Series 15 – with celebrity partner Ruth Langsford; placed 9th

| Week # | Dance/Song | Judges' score |  |  |  | Total | Result |
| Horwood | Bussell | Ballas | Tonioli |
| 1 | Waltz / "This Nearly Was Mine" | 3 | 4 | 4 | 5 | 16 | No elimination |
| 2 | Charleston / "The Charleston" | 3 | 5 | 6 | 6 | 20 | Safe |
| 3 | Rumba / "Diamonds Are Forever" | 3 | 5 | 3 | 4 | 15 | Safe |
| 4 | Tango / "Allegretto" | 6 | 6 | 6 | 6 | 24 | Safe |
| 5^{4} | Samba / "Love Is in the Air" | 5 | 5 | 6 | - | 16 | Safe |
| 6 | Quickstep / "Bewitched Theme" | 4 | 6 | 6 | 6 | 22 | Safe |
| 7 | Paso Doble / "The Shady Dame from Seville" | 4 | 6 | 6 | 6 | 22 | Safe |
| 8 | Foxtrot / "Mack The Knife" | 4 | 5 | 4 | 5 | 18 | Eliminated |

^{4}Tonioli was absent due to working on Dancing with the Stars (US TV series)

Series 16 – with celebrity partner Susannah Constantine; placed 15th

| Week # | Dance/Song | Judges' score |  |  |  | Total | Result |
| Horwood | Bussell | Ballas | Tonioli |
| 1 | Samba / "Tico-Tico no Fubá" | 1 | 4 | 3 | 4 | 12 | No elimination |
| 2 | Foxtrot / "They Can't Take That Away From Me" | 1 | 4 | 4 | 3 | 12 | Eliminated |

Series 17 – with celebrity partner Emma Barton; placed 2nd

In week 9, at Blackpool, dancing an American Smooth, Du Beke scored his first ever 10s.

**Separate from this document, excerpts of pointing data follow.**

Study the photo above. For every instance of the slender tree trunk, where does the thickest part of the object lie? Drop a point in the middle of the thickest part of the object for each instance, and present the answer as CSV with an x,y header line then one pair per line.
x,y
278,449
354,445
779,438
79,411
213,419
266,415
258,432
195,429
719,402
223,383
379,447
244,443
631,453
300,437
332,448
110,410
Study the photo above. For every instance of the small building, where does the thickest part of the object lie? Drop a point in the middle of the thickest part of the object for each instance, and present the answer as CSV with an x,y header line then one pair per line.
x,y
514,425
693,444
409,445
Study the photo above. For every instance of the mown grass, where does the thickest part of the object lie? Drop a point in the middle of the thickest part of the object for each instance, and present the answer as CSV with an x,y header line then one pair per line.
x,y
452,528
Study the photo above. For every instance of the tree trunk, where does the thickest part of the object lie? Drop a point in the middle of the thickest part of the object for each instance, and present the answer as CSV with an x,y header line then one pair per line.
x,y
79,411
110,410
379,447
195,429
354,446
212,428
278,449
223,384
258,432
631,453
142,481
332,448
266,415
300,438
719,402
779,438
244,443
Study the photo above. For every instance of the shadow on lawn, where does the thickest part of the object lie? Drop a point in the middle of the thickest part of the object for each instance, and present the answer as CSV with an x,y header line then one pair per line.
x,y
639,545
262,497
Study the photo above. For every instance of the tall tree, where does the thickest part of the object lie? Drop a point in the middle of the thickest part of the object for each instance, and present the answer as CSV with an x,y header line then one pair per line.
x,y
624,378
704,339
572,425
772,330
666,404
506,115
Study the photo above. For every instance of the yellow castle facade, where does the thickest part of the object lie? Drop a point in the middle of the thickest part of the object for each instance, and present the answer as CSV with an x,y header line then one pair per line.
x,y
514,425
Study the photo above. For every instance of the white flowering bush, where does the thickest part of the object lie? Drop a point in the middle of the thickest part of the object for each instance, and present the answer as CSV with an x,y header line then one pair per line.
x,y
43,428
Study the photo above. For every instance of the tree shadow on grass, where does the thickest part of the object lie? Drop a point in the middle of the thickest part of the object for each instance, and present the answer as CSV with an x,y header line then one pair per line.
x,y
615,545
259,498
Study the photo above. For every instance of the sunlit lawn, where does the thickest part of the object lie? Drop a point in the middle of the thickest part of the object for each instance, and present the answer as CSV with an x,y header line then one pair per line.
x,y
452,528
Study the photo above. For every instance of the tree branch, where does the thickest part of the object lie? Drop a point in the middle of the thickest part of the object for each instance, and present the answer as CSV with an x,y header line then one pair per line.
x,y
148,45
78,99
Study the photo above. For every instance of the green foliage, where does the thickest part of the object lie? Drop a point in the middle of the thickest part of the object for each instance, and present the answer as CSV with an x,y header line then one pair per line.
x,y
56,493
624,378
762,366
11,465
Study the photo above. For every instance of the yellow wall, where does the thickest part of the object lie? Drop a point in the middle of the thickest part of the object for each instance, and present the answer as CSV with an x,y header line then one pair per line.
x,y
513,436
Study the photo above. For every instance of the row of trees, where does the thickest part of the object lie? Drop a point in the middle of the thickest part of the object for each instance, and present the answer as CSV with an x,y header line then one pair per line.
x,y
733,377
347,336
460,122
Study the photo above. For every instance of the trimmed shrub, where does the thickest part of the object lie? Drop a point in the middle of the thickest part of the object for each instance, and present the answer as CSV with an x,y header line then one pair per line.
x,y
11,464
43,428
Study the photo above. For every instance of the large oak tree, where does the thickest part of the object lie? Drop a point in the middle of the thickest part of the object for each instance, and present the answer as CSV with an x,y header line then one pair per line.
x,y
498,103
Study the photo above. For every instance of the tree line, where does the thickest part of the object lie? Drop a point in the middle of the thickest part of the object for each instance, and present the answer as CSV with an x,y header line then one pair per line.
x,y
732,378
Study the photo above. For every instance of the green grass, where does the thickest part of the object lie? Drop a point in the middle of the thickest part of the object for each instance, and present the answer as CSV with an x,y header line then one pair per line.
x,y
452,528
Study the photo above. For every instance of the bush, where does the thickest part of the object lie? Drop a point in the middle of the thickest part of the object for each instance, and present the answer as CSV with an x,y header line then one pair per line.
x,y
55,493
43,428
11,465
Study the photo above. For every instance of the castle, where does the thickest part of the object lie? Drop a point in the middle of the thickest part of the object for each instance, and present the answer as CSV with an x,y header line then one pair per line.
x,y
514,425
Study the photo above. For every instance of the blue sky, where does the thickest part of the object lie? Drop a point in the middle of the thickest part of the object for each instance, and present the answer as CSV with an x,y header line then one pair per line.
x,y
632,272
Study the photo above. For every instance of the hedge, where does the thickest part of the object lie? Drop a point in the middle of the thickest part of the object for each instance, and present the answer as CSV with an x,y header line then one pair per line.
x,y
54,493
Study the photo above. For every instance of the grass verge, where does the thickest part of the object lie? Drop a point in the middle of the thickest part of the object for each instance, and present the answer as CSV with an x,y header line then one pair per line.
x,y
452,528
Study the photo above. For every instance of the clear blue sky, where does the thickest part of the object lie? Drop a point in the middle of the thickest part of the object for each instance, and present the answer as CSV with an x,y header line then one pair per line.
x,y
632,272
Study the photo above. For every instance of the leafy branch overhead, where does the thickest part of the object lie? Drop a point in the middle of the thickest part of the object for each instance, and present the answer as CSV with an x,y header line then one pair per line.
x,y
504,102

| Week # | Dance/Song | Judges' score |  |  |  | Total | Result |
| Horwood | Mabuse | Ballas | Tonioli |
| 1 | Jive / "Honey, Honey" | 6 | 6 | 5 | 6 | 23 | No elimination |
| 2 | Foxtrot / "Sunshine of Your Love" | 6 | 6 | 6 | 6 | 24 | Safe |
| 3 | Salsa / "Soul Bossa Nova" | 6 | 7 | 7 | 7 | 27 | Safe |
| 4 | Viennese Waltz / "Send In the Clowns" | 8 | 9 | 9 | 9 | 35 | Safe |
| 5 | Paso Doble / "Nothing Breaks Like a Heart" | 5 | 7 | 7 | 7^{5} | 26 | Safe |
| 6 | Tango / "Toccata and Fugue in D Minor" | 5 | 7 | 8 | 8 | 28 | Safe |
| 7 | Rumba / "Woman in Love" | 5 | 6 | 5 | 6 | 22 | Safe |
| 8 | Jazz / "Right Now" | 8 | 9 | 8 | 8 | 33 | Safe |
| 9 | American Smooth / "Let's Face the Music and Dance" | 8 | 9 | 10 | 10 | 37 | Safe |
| 10 | Quickstep / "Sparkling Diamonds" | 6 | 8 | 7 | 8 | 29 | Safe |
| 11 | Charleston / "Thoroughly Modern Millie" | 9 | 10 | 10 | 10 | 39 | Safe |
| 12 | Cha-Cha-Cha / "Hold My Hand" Waltz / "Gymnopédie No. 1 | 7 8 | 8 9 | 8 9 | 8 10 | 31 36 | Safe |
| 13 | Charleston / "Thoroughly Modern Millie" Showdance / "Let Yourself Go" Viennese Waltz / "Send In the Clowns" | 9 8 9 | 10 10 10 | 10 10 10 | 10 10 10 | 39 38 39 | Runner-up |

^{5}Score awarded by guest judge Alfonso Ribeiro

Series 18 – with celebrity partner Jacqui Smith; placed 12th

| Week # | Dance/Song | Judges' score |  |  | Total | Result |
| Horwood | Ballas | Mabuse |
| 1 | Foxtrot / "Always Look On The Bright Side Of Life" | 3 | 5 | 5 | 13 | No elimination |
| 2 | Samba / "Help Yourself" | 2 | 5 | 5 | 12 | Eliminated |

==Discography==
- From the Top (2017)

==Books==
Du Beke has released a book called Anton's Dance Class which was serialised in the Mail on Sunday. Du Beke also wrote an A–Z of ballroom dancing, B is for Ballroom.

===Buckingham Hotel series===

In October 2018, Du Beke released his debut novel One Enchanted Evening. Du Beke has now released eight novels in the series which have all been set around the Buckingham Hotel and characters Raymond and Nancy.

- One Enchanted Evening (2018)
- Moonlight over Mayfair (2019)
- A Christmas to Remember (2020)
- We'll Meet Again (November 2021)
- The Ballroom Blitz (2022)
- The Paris Affair (2023)
- A Dance for the King (2024)
- A Winter Ball (2025)

===Other novels===

- The Royal Show (2024)
- Monte Carlo by Moonlight (2025)

===Children's books===

- Code Name Foxtrot (2024)
- Operation Tango (2025)

== Dance tours ==
In September 2026, Du Beke announced he was to appear at "Dancing With The Stars Weekends" 2027.

In June 2020, Du Beke and Erin Boag announced a 3-month 2021 UK Tour "SHOWTIME".

In September 2020, Du Beke and Giovanni Pernice announced a 2021 UK Tour "HIM & ME".

== Philanthropy ==
Du Beke is an honorary patron of The Music Hall Guild of Great Britain and America.